After Melissa posted a piece yesterday in which she used the word "dénouement" as a verb, I noted in comments and by email,
Bonus points for using "dénouement" as a verb. Take that, prescriptive grammarians!
She mailed back:
I will almost certainly get yelled at for using dénouement that way, but I don't care! I like the sound of it! :)

And I may, just MAY, have decided to go ahead and use it even knowing someone would probably complain because I was feeling irascible, lol.
Then, a little while ago, I got the following email from Melissa:
Do I really need to add "Don't email me about my fucking wordplay?" to the email policy? LOOKS LIKE IT LULZ!
Attached to the email was, of course, a message from a reader explaining to her that the word "dénouement" is a noun only.

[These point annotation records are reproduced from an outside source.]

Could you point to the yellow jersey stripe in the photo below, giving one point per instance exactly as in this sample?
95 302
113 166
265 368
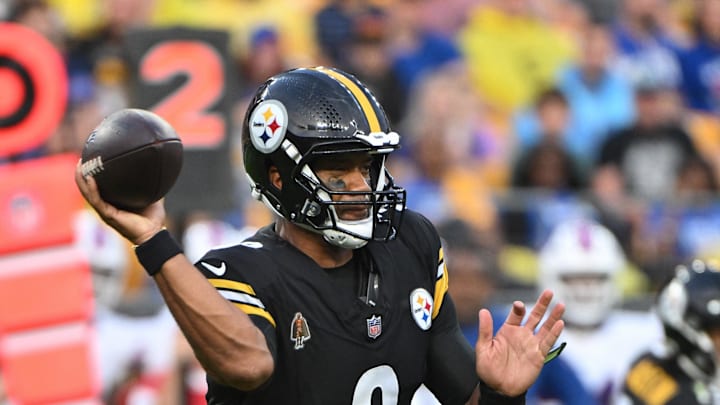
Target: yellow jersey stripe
360 96
252 310
441 284
232 285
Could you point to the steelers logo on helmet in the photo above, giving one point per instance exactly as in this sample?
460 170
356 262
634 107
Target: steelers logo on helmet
268 124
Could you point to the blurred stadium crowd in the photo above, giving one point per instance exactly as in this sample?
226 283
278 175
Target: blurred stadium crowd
516 116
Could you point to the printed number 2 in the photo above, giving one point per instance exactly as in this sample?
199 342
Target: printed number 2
187 108
380 377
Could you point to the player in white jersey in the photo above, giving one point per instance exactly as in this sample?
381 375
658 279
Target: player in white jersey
581 261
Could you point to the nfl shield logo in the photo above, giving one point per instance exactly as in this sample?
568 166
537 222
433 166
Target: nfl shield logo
374 326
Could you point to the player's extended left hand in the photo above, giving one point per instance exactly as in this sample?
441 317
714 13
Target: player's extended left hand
511 361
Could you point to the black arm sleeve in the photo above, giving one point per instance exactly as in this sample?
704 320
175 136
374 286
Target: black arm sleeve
451 372
219 394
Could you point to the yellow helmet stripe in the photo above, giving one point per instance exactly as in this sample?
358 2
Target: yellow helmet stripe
360 96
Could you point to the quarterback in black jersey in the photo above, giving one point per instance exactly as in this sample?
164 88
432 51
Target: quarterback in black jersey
685 369
335 302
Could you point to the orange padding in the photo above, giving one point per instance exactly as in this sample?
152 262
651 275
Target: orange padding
45 287
50 365
38 200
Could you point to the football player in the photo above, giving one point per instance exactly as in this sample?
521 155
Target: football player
684 370
581 262
331 303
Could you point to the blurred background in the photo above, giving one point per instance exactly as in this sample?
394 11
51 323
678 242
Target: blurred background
591 124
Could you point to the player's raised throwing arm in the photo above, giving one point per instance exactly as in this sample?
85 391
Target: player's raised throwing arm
224 339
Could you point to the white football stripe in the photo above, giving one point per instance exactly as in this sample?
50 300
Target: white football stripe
242 298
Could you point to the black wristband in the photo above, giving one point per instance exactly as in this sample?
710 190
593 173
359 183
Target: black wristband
489 396
154 252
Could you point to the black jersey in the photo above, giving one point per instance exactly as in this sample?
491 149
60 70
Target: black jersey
337 347
655 380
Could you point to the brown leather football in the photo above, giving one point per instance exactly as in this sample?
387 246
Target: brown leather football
135 157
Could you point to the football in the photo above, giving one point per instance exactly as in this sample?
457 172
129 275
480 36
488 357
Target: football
135 156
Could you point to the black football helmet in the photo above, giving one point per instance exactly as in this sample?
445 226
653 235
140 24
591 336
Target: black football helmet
688 306
302 114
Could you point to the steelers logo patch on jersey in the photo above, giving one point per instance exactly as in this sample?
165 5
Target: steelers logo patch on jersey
268 124
421 305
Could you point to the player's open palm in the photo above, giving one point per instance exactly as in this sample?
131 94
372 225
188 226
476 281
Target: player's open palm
510 361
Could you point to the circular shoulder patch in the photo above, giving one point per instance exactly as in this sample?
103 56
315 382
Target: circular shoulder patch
421 305
268 124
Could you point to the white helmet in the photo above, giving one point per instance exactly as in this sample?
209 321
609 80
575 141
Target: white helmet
580 262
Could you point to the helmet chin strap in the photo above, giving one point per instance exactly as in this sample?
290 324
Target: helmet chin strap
342 240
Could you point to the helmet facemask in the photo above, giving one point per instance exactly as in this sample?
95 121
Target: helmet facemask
688 307
322 210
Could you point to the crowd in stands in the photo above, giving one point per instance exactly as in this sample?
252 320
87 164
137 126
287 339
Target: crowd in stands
515 116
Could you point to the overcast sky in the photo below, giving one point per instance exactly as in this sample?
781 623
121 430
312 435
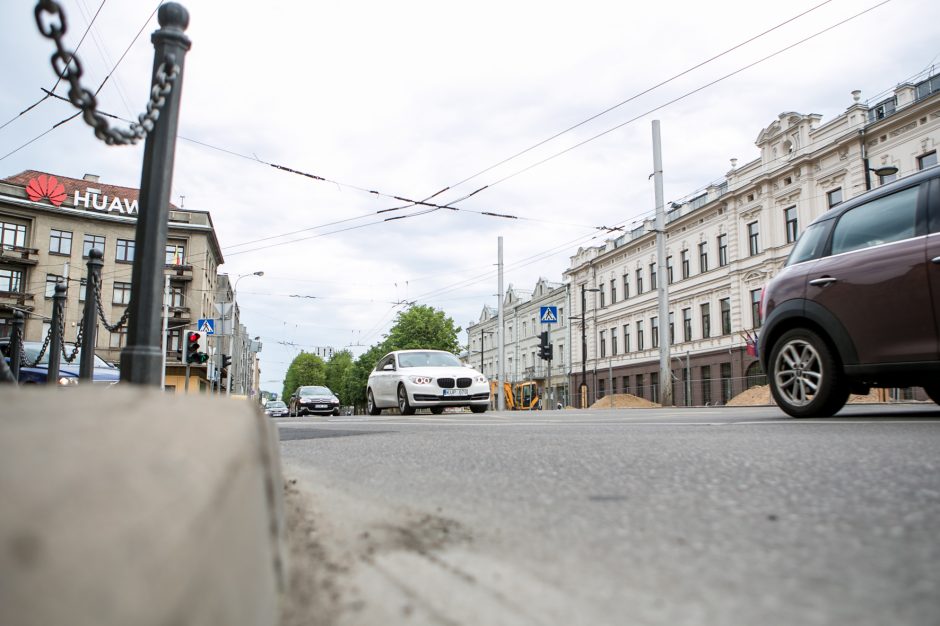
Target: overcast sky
408 98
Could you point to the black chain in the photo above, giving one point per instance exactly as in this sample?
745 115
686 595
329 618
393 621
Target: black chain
110 327
67 65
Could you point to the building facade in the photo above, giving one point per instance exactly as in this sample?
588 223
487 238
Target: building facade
48 225
724 243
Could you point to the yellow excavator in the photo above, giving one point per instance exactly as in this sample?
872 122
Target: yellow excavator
522 396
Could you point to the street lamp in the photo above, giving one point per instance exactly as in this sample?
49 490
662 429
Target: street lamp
584 342
231 336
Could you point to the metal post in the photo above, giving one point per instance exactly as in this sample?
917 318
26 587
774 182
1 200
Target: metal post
141 360
665 371
86 367
55 344
16 344
501 403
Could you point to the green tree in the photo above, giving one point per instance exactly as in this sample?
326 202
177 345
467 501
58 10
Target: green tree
305 369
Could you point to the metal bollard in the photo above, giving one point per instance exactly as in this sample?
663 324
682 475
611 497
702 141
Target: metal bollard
55 343
86 368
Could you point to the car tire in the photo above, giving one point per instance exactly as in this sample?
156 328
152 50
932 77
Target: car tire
933 392
404 407
805 377
371 409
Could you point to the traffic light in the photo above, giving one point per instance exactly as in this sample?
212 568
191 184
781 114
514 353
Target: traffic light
193 355
545 348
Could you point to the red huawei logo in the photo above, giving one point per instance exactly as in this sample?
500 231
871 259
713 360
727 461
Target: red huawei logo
46 187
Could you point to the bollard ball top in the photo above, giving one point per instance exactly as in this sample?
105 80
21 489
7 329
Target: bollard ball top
173 15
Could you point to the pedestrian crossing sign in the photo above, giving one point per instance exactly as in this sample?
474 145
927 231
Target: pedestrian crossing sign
548 314
207 326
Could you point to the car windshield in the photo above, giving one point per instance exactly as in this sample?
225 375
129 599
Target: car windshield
428 359
32 351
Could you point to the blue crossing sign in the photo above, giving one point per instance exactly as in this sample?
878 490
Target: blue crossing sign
206 325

That's when the Authorities got involved.

Re: denouement--UPGAL Official Business: We Have Received Complaints

Dear MELISSA MCEWAN,

We have received Complaints about your use of the French noun "dénouement" as a verb. Our investigation has determined that this usage falls under Poetic License for Wordplay (#305).

Please find attached your Poetic License for WORDPLAY issued by Nosey Parker, Secretary of All Up in Your Grammar Business here at the Uptight Grammarians of America League (UPGAL!)

Please display your official UPGAL Poetic License in your Place of Business so as to avoid such static in the future.

This License comes with a fancy border and an official seal. There is no frame, but as you can see it is backed by a sparkly blue ironing-board cover. You may notice a smudge of white-out where we had misspelled "America". If that doesn't indicate our rigorous dedication to utmost perfection, well then what the hell will?

SIGNED,

Nosey Parker, UPGAL Secretary of AUIYGB

(1 attachment)

Re: denouement--CORRECTION

That's Uptight PRESCRIPTIVE Grammarians of America League.

Our bad.

UPGAL: "Our bad, but never yours!"

So, to dénouement:

Photo of hand-drawn poetic license for wordplay
Text: "Poetic License: The Uptight Prescriptive Grammarians of America (UPGAL!) Issue this Poetic License for WORDPLAY to MELISSA MCEWAN. SIGNED, Nosey Parker, Secretary of All Up In Your Grammar Business. UPGAL Official Seal." Image description: a hand-scribbled pen-on-paper drawing of a license with a squiggly border and round "official seal" doodled in the bottom right corner. The drawing rests on a sparkly blue background and is poorly photographed.

It's signed, sealed, and posted in your Place of Business.